An adaptation of one of RK Narayan's best works, the 1958 novel 'The Guide' was written and adapted by Vijay Anand for his brother Dev Anand and Waheeda Rehman and was almost as good. Narayan, himself, was not too fond of the film, however. The film told the story of a guide called Raju (Dev Anand) who befriends and falls in love with Rosie (Rehman), a woman married to a wealthy man.
Vishal Bhardwaj has pioneered adapting Shakespeare's works for Indian context, and this list will have multiple films directed by him. 'Maqbool' (a remix of 'Macbeth') was his first attempt to present a story from the Bard with an authentically Indian setting and a cast of desi characters. Populated by performers like Irrfan, Tabu, Pankaj Kapur, Naseeruddin Shah, Om Puri, and Piyush Mishra, 'Maqbool' had aged like a fine wine.
There is something about Shakespeare's stories whose core elements can be lifted and applied on pretty much any setting. Gulzar's 1982 movie 'Angoor' is one of the finest examples of this. Ancient Greece and modern India could not be more different. And yet, Shakespeare's 'The Comedy of Errors' feels just right for a Hindi comedy film about two identical twins who get seperated at birth and meet in their adulthood, creating, well, a comedy of errors.
This film gave Anurag Kashyap a lot of headache as it had to cross several legal and funding hurdles before it could be released in 2007, three years since its original release schedule.

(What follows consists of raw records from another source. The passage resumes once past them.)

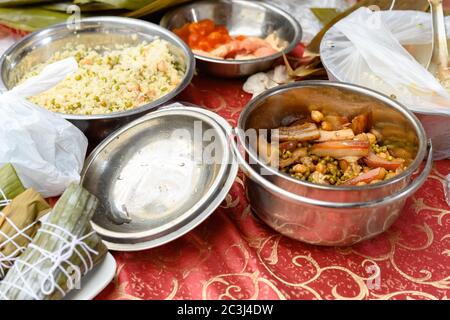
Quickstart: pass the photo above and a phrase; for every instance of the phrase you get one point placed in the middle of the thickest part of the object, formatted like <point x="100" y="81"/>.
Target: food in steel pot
<point x="336" y="150"/>
<point x="214" y="41"/>
<point x="111" y="80"/>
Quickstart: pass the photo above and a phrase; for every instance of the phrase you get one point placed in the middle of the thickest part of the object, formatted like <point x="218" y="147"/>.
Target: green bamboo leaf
<point x="30" y="19"/>
<point x="11" y="3"/>
<point x="154" y="7"/>
<point x="325" y="15"/>
<point x="10" y="183"/>
<point x="72" y="213"/>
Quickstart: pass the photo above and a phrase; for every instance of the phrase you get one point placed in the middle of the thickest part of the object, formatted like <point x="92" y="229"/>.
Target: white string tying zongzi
<point x="7" y="261"/>
<point x="59" y="259"/>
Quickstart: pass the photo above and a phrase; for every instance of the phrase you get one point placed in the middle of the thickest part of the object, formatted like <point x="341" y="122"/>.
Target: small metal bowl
<point x="153" y="181"/>
<point x="248" y="18"/>
<point x="103" y="31"/>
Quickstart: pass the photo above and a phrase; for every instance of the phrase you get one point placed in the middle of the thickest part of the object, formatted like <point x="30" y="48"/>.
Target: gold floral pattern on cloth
<point x="233" y="255"/>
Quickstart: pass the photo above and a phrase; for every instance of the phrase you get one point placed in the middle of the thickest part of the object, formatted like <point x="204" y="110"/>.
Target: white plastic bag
<point x="47" y="151"/>
<point x="367" y="48"/>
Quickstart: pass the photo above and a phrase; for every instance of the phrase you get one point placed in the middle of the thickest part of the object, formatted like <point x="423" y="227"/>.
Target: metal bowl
<point x="319" y="214"/>
<point x="104" y="31"/>
<point x="248" y="18"/>
<point x="152" y="179"/>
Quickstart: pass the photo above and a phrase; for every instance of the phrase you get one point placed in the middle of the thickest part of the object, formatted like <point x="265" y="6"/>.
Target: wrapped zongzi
<point x="18" y="226"/>
<point x="64" y="249"/>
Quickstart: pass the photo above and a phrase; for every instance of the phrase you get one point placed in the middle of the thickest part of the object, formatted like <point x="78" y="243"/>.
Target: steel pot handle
<point x="413" y="187"/>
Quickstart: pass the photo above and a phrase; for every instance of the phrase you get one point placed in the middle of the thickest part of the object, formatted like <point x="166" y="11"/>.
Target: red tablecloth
<point x="233" y="255"/>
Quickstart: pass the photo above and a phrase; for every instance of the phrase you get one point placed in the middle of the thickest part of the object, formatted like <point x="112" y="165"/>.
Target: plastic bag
<point x="368" y="48"/>
<point x="47" y="151"/>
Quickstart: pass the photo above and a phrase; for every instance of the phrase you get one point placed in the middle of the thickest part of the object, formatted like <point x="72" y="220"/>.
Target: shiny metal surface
<point x="326" y="223"/>
<point x="202" y="213"/>
<point x="280" y="105"/>
<point x="328" y="215"/>
<point x="248" y="18"/>
<point x="104" y="31"/>
<point x="149" y="171"/>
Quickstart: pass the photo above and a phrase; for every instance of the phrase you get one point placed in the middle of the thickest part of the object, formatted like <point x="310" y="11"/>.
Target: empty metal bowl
<point x="102" y="31"/>
<point x="154" y="178"/>
<point x="249" y="18"/>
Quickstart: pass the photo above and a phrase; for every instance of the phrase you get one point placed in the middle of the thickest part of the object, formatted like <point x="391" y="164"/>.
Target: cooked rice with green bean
<point x="112" y="80"/>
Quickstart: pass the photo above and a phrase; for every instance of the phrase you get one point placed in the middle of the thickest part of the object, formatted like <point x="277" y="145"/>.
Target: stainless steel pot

The film was based on Hussain Zaidi's 'Black Friday: The True Story of the Bombay Bomb Blasts' and is a prime example of an early Kashyap film when he was still developing his style.
Vishal Bhardwaj's Shakespeare adaptation that is arguably more popular than 'Maqbool', 'Omkara' was an Indian remix of the Bard's tragedy 'Othello' and again made great use of its cast to tell a story that may have been rooted in mediaeval Europe and Middle-east but was at its heart India. Watch out for by far the best performance of Saif Ali Khan's career.
A rare example where the movie adaptation was way better than the rambling source material, Meghna Gulzar's 'Raazi' was about an Indian woman who goes deep undercover in Pakistan and even marries a Pakistani military officer to keep up the secret. A thrilling tale, superbly told.
Directorial debut of one Shekhar Kapur, 'Masoom' was an adaptation of author Erich Segal's 1980 novel 'Man, Woman and Child'. Spearheaded by Naseeruddin Shah and Shabana Azmi at the top of their game. The film sensitiively tackled a serious like infidelity in marriage -- unlike most Hindi films of that era.
Sanjay Leela Bhansali's 2002 film 'Devdas' is fine, but one has to really witness the king of tragedy that was Dilip Kumar in 1955's adaptation of Sarat Chandra Chattopadhyay's novel to see what acting really is.